The BERT recipe (pretrain on raw text, fine-tune per task) defined NLP from 2018 to roughly 2022. Decoder-only LLMs (GPT family) eventually dominated for generative work, but BERT-style encoders are still the right answer for classification, retrieval, and embedding tasks. Most production embedding models (Sentence-BERT, modern retrieval encoders) are BERT descendants.
The pretraining task
Masked Language Modeling (MLM)
Pick 15 percent of token positions. Of those:
- 80 percent are replaced with
[MASK]. - 10 percent are replaced with a random token.
- 10 percent are kept as the original token.
Train the model to predict the original token at each picked position, using cross-entropy. The model only learns from the picked positions; the remaining 85 percent contribute zero gradient.
The 10/10 random/keep split exists because at fine-tuning time there are no [MASK] tokens. The model needs to handle every input position consistently.
Why bidirectional matters
A causal LM (GPT-style) only attends to previous tokens. A masked LM has access to context on both sides. For tasks like classification, NER, or extractive QA where the full input is available, bidirectional context is strictly more informative.
Next Sentence Prediction (NSP)
The original BERT also predicted whether two sentences appeared consecutively in the corpus. Subsequent work (RoBERTa) showed NSP adds little; modern variants drop it.
Architecture
Standard transformer encoder. Inputs:
- Token embeddings (WordPiece subwords).
- Position embeddings (learned).
- Segment embeddings (which of two sentences the token belongs to).
Special tokens:
[CLS]at position 0. Its final-layer hidden state is used as the sequence representation for classification.[SEP]between sentences and at the end.
BERT-base: 12 layers, 768 hidden dim, 12 heads, 110M parameters. BERT-large: 24 layers, 1024 hidden, 16 heads, 340M parameters.
Fine-tuning
Add a small head on top of the pretrained encoder, train end-to-end on the downstream task:
| Task | Head |
|---|---|
| Single-sequence classification | Linear on [CLS] |
| Sentence-pair classification (NLI) | Linear on [CLS], both sentences in input |
| Token classification (NER, POS) | Linear on every token’s final hidden state |
| Extractive QA | Two linears predicting span start and end positions |
Typical fine-tune: 2 to 5 epochs, learning rate , small batch.
Variants
- RoBERTa (Liu et al., 2019). More data, longer training, no NSP, dynamic masking. The “BERT done right” reference.
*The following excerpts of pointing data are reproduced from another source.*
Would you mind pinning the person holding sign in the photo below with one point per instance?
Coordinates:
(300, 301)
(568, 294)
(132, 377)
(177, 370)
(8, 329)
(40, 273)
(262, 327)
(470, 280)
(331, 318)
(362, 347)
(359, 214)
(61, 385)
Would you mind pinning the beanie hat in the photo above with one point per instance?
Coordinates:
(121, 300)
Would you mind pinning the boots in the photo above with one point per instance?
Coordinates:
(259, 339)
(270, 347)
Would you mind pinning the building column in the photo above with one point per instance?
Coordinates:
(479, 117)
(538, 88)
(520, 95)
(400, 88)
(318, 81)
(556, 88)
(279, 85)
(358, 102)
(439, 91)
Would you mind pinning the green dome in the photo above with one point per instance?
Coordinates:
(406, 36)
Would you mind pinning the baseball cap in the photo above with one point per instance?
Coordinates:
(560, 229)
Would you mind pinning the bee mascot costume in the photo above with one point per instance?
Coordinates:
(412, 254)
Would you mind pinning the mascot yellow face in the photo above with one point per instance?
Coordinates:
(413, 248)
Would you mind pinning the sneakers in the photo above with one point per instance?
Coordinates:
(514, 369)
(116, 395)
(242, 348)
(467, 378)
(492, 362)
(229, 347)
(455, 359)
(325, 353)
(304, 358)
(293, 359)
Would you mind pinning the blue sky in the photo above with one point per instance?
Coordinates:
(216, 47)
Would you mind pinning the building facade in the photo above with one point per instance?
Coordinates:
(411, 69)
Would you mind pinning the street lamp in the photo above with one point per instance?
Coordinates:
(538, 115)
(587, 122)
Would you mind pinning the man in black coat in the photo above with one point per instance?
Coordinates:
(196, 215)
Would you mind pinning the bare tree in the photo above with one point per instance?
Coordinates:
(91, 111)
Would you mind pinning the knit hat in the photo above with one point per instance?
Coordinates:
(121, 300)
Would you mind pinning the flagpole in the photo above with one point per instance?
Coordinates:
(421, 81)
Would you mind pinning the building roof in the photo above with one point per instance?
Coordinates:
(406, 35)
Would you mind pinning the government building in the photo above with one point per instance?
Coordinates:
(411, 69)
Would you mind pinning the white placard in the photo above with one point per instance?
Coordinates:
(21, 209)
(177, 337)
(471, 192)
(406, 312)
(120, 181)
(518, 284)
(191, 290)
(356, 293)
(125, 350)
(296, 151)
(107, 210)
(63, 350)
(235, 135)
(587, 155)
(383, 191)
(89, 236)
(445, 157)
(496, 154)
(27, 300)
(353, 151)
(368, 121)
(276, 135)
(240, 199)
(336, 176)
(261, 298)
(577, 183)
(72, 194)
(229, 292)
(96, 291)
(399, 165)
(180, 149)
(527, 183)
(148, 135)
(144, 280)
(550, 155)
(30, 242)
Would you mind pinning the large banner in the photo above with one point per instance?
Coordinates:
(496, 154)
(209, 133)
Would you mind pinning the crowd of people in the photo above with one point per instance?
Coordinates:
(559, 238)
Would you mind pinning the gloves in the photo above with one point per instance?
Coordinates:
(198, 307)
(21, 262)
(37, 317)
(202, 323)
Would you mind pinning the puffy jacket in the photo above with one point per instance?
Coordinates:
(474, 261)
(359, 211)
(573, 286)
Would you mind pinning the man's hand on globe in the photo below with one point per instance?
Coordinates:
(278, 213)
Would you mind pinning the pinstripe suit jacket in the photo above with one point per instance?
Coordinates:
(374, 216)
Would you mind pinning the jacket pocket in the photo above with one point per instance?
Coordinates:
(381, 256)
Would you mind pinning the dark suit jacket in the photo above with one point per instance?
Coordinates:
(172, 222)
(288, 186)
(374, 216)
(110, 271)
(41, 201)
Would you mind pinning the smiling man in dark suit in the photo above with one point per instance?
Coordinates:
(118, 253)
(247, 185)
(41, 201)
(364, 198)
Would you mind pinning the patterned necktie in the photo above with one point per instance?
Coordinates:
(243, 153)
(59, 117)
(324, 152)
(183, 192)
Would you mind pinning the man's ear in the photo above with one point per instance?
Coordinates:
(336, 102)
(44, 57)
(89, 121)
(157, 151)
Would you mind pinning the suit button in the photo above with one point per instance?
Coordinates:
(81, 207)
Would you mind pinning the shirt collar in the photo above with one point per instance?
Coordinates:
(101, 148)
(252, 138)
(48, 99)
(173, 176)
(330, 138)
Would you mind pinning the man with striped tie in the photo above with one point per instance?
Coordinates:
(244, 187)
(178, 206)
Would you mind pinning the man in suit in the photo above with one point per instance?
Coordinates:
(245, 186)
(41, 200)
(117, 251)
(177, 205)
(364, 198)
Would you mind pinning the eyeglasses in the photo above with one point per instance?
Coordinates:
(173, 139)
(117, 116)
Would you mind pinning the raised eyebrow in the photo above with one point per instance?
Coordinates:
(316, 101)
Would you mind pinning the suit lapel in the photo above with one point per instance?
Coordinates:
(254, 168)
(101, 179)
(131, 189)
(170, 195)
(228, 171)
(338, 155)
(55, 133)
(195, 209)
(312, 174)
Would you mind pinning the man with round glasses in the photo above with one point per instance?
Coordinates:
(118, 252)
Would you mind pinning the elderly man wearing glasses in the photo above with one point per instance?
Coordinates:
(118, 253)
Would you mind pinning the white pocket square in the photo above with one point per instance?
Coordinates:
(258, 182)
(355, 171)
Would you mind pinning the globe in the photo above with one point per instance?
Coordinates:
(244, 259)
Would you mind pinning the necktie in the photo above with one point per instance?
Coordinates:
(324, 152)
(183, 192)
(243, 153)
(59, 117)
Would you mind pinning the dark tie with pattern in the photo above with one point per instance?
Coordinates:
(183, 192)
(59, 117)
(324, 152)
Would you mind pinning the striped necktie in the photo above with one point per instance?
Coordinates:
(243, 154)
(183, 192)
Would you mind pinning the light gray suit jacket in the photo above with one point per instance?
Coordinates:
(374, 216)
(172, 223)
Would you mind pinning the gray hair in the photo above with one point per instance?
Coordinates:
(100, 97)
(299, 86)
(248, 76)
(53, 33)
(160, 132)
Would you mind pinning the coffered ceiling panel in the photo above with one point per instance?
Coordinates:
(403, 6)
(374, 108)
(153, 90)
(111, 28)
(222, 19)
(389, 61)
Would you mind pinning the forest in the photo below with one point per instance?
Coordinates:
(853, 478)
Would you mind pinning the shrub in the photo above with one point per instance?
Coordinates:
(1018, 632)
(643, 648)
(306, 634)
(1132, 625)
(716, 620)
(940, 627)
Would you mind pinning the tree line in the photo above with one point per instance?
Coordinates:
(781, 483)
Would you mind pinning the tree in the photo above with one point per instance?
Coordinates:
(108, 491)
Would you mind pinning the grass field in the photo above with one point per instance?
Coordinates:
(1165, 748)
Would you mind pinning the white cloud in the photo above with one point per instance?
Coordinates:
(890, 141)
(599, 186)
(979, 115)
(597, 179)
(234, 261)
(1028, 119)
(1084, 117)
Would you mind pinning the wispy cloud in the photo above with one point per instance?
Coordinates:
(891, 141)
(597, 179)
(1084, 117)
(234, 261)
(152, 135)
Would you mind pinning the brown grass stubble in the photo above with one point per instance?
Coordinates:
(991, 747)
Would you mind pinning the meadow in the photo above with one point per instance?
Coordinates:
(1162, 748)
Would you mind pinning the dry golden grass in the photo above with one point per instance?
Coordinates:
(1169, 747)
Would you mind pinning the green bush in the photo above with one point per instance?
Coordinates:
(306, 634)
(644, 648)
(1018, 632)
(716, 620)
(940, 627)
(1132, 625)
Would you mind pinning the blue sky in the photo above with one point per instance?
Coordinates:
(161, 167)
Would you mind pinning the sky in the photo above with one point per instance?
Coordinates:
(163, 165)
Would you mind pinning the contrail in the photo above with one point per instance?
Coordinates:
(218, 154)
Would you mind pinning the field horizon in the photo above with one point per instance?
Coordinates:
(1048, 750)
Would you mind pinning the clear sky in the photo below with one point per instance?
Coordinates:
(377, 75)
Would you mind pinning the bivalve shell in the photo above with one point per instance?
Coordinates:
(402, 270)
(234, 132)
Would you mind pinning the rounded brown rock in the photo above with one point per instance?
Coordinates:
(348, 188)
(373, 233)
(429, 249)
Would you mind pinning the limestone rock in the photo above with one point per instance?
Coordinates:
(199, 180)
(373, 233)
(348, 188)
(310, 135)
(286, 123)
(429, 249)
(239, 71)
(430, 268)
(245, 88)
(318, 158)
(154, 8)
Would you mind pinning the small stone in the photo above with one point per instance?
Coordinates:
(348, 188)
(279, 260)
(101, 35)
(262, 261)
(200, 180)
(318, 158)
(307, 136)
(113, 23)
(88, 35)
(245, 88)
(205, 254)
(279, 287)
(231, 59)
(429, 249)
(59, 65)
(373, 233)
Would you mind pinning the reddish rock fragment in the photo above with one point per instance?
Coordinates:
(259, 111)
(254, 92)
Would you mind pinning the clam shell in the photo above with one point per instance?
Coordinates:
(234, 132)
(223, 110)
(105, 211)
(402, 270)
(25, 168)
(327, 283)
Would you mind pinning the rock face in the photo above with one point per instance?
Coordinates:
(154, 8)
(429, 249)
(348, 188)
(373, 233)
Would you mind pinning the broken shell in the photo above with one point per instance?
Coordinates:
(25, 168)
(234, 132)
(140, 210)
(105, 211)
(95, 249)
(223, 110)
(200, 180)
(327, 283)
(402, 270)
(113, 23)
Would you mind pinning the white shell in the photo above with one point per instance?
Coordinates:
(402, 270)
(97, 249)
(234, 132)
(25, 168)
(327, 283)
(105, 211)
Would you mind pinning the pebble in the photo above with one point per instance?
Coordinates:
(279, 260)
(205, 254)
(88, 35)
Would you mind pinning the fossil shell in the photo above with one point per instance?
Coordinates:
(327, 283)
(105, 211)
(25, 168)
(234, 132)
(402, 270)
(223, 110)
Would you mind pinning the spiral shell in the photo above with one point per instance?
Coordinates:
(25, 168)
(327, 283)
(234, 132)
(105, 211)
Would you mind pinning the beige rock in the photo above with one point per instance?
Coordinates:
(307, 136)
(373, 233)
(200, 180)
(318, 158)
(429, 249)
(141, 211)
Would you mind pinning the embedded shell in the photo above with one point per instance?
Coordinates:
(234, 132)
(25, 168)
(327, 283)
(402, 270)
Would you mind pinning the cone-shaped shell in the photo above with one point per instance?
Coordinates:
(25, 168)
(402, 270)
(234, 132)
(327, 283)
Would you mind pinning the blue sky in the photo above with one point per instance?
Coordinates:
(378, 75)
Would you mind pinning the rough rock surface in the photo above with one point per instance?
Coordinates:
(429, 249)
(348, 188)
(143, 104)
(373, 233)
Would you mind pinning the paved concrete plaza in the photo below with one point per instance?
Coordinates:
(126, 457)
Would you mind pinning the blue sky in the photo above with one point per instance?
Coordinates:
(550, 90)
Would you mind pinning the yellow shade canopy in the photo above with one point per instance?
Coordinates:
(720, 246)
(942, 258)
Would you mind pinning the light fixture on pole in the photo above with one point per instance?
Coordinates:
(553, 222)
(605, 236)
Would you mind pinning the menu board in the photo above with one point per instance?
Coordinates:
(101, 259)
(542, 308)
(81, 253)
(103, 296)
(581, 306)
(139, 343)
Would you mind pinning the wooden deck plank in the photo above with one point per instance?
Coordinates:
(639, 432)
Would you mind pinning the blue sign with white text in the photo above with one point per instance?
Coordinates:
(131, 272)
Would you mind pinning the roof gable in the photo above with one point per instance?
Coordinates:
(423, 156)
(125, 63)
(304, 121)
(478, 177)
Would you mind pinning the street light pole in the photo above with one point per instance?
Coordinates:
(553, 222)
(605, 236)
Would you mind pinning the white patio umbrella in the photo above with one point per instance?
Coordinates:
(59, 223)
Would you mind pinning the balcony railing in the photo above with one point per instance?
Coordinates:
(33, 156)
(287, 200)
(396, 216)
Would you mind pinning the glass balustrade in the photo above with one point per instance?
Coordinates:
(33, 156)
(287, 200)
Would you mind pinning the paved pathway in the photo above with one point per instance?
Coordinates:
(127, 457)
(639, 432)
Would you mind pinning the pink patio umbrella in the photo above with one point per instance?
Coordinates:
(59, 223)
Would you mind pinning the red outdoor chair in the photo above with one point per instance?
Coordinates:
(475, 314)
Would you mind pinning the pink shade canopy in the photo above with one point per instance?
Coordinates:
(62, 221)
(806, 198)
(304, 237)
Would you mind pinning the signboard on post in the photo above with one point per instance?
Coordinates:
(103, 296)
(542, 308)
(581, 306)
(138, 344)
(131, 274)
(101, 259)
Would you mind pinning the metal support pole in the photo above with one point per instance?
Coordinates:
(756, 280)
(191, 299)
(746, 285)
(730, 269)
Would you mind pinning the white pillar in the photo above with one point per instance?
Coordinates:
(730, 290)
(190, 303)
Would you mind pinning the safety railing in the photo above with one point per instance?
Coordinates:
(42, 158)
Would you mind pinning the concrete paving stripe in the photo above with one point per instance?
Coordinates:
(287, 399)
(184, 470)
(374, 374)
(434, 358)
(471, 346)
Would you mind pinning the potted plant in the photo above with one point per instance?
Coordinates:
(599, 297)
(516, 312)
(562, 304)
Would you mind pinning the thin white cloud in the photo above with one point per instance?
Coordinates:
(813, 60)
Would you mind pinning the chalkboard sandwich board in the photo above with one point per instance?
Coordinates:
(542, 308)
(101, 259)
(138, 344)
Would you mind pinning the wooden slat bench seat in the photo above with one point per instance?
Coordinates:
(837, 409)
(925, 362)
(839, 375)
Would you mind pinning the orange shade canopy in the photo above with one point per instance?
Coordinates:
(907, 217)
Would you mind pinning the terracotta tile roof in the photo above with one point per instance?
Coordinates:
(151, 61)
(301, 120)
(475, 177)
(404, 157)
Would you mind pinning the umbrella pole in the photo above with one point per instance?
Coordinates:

- ALBERT (Lan et al., 2019). Parameter sharing across layers, factorized embeddings.
- DeBERTa (He et al., 2021). Disentangled position and content attention.
- Sentence-BERT (Reimers & Gurevych, 2019). BERT fine-tuned with siamese training to produce sentence embeddings useful with cosine similarity.
When to use BERT in 2026
- Classification, NER, extractive QA: still competitive and much smaller than an LLM.
- Embeddings for retrieval: the modern stack (E5, BGE, GTE) is BERT-family.
- Anywhere bidirectional context helps and you do not need free-form generation.
When to skip: anything generative. Use a decoder-only LLM.
Common pitfalls
- Forgetting that fine-tuning is full backprop through the encoder. Freeze the encoder only if you cannot afford otherwise; full fine-tuning is the strong baseline.
- Using the
[CLS]representation directly for sentence similarity. It was not pretrained for that. Use Sentence-BERT or one of its descendants instead. - Treating BERT as a generative model. It cannot generate left-to-right text; the masking objective is local.